The plaintiff's claim goes further, to the effect that the negligence of the defendants not only resulted in fright, but actually produced a direct physical injury by glass scratching and irritating the plaintiff's throat. We are satisfied that the evidence would not have justified the jury in so finding and we must consider the question as one presenting only fright and shock as the primary result of the glass being found in the bottle. Before we can reach the ultimate question of defendants' liability we must further consider whether the evidence would reasonably have justified the jury in finding that a physical injury proximately resulted from the fright and shock, that, as the plaintiff claimed, the fright and shock caused a relapse and the return of the rheumatic and inflammatory conditions from which he had theretofore largely recovered. This was obviously a medical question. The *353 only medical evidence in the record is that of Dr. Apsel, the plaintiff's regular physician, called by the plaintiff, and of Dr. Patterson, who examined the plaintiff in the presence of Dr. Apsel at the plaintiff's home on the 23d of April and who was put on the stand by the defendants. Nowhere does Dr. Apsel say that the plaintiff's fright and shock caused or could have caused the return of the symptoms of rheumatic fever. On the contrary, he testified that he had had a large number of cases of rheumatic fever and that recurrences frequently happened. Dr. Patterson was asked if it were possible that the recurrence of rheumatic fever might result from a scare, to which he replied, "I don't think so," and asked whether in twenty-one years of practice, he had ever known such a result, he replied, "No, sir." We are obliged to hold that the evidence of record nowhere furnishes ground for a reasonable conclusion that the fright caused the plaintiff's relapse and physical injury which he claims, and the proximate relation of the claimed negligence of the defendants to the physical injury or relapse was not established by the evidence.

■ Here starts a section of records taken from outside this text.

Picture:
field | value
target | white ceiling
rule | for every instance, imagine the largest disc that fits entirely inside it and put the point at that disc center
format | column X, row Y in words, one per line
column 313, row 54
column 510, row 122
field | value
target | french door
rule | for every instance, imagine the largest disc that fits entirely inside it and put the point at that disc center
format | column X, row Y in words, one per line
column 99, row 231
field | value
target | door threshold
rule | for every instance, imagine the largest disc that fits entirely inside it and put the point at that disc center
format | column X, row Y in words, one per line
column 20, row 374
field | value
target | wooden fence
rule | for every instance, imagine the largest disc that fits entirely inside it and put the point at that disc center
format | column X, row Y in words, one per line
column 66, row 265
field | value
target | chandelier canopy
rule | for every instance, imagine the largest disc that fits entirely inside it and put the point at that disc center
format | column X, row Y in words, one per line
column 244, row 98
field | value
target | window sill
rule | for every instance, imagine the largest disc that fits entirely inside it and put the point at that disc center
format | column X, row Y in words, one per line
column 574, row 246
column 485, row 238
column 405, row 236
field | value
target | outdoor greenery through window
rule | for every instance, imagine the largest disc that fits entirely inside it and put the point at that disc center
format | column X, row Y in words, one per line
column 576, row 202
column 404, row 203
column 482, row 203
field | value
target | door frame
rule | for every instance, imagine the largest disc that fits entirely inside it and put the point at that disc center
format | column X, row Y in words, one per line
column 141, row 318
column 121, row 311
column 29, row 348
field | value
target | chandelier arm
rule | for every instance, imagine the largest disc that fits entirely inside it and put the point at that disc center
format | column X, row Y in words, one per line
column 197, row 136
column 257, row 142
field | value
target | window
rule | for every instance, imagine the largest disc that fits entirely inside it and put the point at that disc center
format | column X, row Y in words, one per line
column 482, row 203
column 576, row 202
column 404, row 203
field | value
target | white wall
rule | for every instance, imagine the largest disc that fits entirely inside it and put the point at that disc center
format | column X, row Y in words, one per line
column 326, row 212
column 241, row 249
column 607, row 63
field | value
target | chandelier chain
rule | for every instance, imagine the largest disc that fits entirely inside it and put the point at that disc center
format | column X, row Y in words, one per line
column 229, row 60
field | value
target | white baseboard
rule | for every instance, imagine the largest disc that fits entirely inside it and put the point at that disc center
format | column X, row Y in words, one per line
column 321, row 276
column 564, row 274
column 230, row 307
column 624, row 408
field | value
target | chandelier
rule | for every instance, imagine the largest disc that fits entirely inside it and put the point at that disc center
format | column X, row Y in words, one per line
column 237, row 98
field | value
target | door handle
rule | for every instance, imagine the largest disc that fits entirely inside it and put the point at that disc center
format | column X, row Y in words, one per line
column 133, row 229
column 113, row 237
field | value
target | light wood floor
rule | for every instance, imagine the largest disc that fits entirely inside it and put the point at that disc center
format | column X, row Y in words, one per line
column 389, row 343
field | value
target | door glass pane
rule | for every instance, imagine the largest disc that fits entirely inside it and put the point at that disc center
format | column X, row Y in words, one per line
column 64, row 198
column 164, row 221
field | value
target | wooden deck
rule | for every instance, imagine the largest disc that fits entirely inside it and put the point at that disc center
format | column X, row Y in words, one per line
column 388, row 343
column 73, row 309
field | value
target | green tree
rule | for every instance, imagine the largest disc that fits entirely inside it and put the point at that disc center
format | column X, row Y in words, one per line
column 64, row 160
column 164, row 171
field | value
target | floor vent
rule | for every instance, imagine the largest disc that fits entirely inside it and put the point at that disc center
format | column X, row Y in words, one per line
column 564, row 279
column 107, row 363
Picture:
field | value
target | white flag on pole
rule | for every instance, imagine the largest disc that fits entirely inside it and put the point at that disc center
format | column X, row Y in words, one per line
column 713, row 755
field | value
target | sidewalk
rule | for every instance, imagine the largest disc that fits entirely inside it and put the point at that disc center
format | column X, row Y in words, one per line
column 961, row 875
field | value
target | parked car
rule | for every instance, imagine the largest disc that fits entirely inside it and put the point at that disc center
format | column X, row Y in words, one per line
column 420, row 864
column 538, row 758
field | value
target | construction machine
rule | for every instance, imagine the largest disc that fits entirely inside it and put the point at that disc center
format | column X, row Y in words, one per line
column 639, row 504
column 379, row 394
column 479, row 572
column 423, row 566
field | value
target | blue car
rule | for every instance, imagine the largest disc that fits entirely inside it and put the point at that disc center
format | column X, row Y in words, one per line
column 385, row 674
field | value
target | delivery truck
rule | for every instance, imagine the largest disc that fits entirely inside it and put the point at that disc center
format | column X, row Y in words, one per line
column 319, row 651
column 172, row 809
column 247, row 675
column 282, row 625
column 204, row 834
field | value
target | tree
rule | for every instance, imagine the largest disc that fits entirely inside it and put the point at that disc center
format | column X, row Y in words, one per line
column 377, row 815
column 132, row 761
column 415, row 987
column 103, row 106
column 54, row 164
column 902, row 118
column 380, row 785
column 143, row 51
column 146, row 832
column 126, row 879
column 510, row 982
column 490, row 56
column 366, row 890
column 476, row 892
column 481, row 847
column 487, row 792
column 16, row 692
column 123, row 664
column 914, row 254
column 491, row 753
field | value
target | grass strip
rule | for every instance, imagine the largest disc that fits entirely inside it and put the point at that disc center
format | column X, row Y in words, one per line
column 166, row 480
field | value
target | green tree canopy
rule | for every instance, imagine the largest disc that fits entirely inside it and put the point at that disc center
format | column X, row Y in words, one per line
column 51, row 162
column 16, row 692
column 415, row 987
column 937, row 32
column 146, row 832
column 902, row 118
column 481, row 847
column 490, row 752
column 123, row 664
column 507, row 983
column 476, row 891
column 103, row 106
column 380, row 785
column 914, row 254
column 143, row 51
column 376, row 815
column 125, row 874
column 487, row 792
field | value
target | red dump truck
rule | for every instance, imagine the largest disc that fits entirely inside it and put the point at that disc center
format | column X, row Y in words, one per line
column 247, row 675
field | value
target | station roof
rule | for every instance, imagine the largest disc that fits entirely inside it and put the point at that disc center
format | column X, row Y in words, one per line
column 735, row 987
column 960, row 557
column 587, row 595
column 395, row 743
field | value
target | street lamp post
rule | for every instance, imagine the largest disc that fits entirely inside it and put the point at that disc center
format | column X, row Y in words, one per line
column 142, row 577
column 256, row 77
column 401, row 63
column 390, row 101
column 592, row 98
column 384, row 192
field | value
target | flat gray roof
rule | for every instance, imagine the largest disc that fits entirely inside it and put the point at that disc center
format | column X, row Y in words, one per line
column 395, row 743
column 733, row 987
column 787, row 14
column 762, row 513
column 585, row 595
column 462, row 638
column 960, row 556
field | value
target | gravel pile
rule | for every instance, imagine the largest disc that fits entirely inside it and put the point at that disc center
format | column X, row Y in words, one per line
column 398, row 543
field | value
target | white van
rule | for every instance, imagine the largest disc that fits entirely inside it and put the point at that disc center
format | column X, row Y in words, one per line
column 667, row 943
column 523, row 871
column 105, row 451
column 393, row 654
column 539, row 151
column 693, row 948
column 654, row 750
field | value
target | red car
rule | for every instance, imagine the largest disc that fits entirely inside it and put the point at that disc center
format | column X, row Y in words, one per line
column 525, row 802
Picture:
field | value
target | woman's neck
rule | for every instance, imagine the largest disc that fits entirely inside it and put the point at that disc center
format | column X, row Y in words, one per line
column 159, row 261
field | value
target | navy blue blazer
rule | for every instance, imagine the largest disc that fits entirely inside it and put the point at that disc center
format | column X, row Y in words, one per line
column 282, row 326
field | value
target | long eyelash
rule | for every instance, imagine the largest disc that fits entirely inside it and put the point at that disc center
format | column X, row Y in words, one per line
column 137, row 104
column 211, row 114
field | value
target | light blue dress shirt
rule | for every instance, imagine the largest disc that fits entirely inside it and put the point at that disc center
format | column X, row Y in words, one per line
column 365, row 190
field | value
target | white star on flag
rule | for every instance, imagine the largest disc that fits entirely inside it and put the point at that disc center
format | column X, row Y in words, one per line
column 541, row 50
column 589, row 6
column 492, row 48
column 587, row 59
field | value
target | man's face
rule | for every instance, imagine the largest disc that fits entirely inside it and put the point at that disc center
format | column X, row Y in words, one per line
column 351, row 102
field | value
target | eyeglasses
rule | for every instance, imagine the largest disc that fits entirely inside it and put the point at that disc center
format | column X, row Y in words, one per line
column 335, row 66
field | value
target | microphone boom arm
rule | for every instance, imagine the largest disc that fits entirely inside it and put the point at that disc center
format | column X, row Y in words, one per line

The question presented by this record is thus reduced to the simple one, whether recovery can be had for negligence resulting in fright or shock without physical injury. We are not asked to consider this question, for the plaintiff claims damages only on the ground that he suffered resulting physical injury and says "this is not an action for damages for fear, fright or other mental disturbance, for which, standing alone, it is admitted there can be no recovery." This result also renders it unnecessary to consider the further question, whether the doctrine of res ipsa loquitur applied or whether the defendants could, reasonably, *354 upon the evidence have been found guilty of negligence.

There is no error.

In this opinion the other judges concurred.